Metro

De Blasio played faves with constituents

It’s a tale of two kinds of constituents.

Friends of Bill de Blasio received better service from his district office when he was a city councilman while a number of regular folks got dismissed as “crazy,” a review of documents shows.

The discrepancies in community relations were found among 20 boxes of documents from de Blasio’s eight years serving Brooklyn’s District 39, which extends from Cobble Hill to Borough Park.

When carpenters-union Local 157 official Anthony Pugliese reached out about a worker with immigration issues, de Blasio and his staffers made it a top priority.

“Expediting it in any way is ideal, and if there is some backdoor way to do that, Bill might want to make a call since Anthony is so important,” says an e-mail to a staffer from Josh Wallack, de Blasio’s legislative director from 2002 to 2006.
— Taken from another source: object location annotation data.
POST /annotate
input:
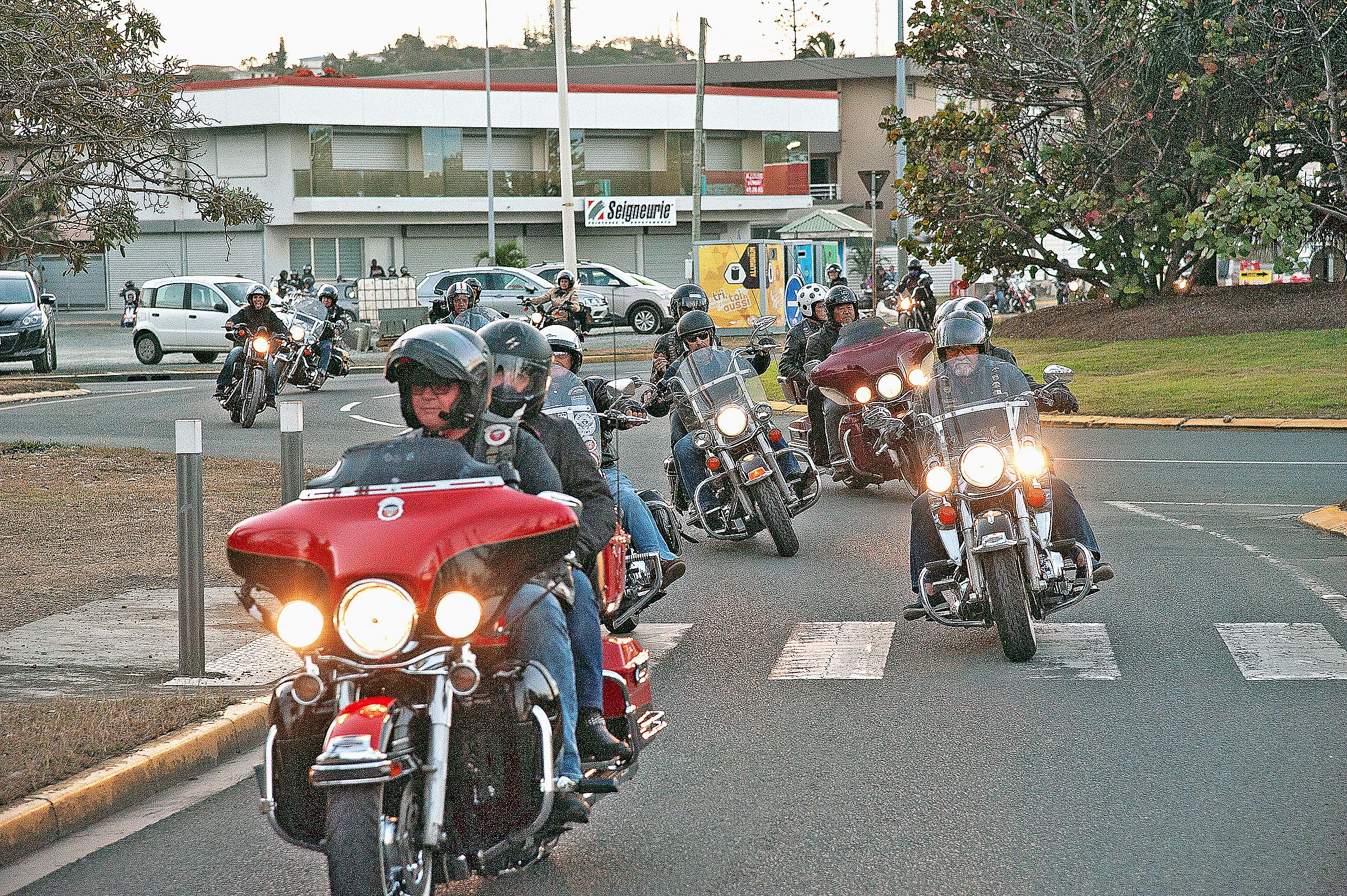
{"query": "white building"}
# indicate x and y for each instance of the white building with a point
(395, 170)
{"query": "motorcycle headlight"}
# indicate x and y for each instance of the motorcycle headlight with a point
(458, 615)
(732, 421)
(889, 385)
(982, 464)
(376, 619)
(300, 625)
(939, 480)
(1030, 460)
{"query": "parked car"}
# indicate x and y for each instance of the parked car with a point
(28, 322)
(186, 314)
(503, 289)
(637, 301)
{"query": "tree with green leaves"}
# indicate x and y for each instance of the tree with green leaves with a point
(93, 130)
(1101, 126)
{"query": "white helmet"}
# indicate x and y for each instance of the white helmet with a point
(562, 339)
(810, 297)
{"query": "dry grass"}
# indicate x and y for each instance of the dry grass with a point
(79, 734)
(96, 522)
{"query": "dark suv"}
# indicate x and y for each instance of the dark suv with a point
(28, 322)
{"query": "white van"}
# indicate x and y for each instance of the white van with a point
(186, 314)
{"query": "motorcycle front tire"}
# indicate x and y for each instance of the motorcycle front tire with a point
(1009, 601)
(771, 508)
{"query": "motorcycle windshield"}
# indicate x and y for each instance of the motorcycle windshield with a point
(419, 512)
(976, 398)
(712, 379)
(567, 398)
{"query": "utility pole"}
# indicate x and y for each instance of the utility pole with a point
(564, 137)
(491, 171)
(700, 137)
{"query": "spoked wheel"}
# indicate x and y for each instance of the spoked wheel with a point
(1009, 601)
(775, 517)
(374, 844)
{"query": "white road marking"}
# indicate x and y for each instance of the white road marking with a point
(1160, 460)
(836, 650)
(15, 406)
(139, 817)
(661, 638)
(263, 662)
(1073, 651)
(1284, 651)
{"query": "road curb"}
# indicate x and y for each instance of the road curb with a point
(62, 809)
(1330, 519)
(1089, 422)
(29, 397)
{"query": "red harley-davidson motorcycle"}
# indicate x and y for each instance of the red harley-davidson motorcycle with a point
(414, 747)
(872, 371)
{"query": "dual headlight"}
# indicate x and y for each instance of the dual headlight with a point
(376, 619)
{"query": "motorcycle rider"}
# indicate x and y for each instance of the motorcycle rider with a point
(336, 313)
(962, 339)
(646, 534)
(255, 316)
(842, 308)
(443, 376)
(813, 302)
(520, 361)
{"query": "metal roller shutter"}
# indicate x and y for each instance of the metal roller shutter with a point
(666, 255)
(225, 255)
(152, 257)
(426, 255)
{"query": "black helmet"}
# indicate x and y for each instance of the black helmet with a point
(694, 324)
(562, 339)
(435, 355)
(522, 360)
(980, 308)
(689, 297)
(841, 296)
(960, 328)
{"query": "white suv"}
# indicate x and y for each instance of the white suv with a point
(186, 314)
(642, 302)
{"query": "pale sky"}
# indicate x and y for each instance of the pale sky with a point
(213, 34)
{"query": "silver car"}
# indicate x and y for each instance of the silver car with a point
(506, 290)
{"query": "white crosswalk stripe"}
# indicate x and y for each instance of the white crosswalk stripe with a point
(1284, 651)
(1073, 651)
(836, 650)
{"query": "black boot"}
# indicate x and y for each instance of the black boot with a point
(596, 741)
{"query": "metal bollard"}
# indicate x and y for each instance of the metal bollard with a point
(192, 560)
(291, 450)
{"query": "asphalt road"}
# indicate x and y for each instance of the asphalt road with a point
(1148, 752)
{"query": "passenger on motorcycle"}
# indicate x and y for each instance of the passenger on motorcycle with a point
(522, 360)
(962, 339)
(443, 376)
(336, 313)
(813, 302)
(640, 524)
(842, 308)
(697, 330)
(252, 317)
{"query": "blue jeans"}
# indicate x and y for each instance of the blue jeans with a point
(586, 644)
(691, 466)
(1069, 523)
(226, 372)
(545, 638)
(636, 517)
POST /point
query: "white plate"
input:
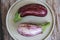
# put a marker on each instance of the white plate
(12, 27)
Although the office seemed generally responsive to ordinary constituents, some of them got the brush off — or worse.

De Blasio, now the Democratic nominee for mayor, himself jabbed as loony a woman who was seeking additional lighting near her home on 12th Street.

“Her concern isn’t crazy, but she is a little,” he wrote in an e-mail to two staffers in 2007.

A subsequent e-mail among the trio had the woman’s name in the subject line followed by “crazy 12 St constit[uent].”

De Blasio’s spokesman did not immediately respond to a request for comment.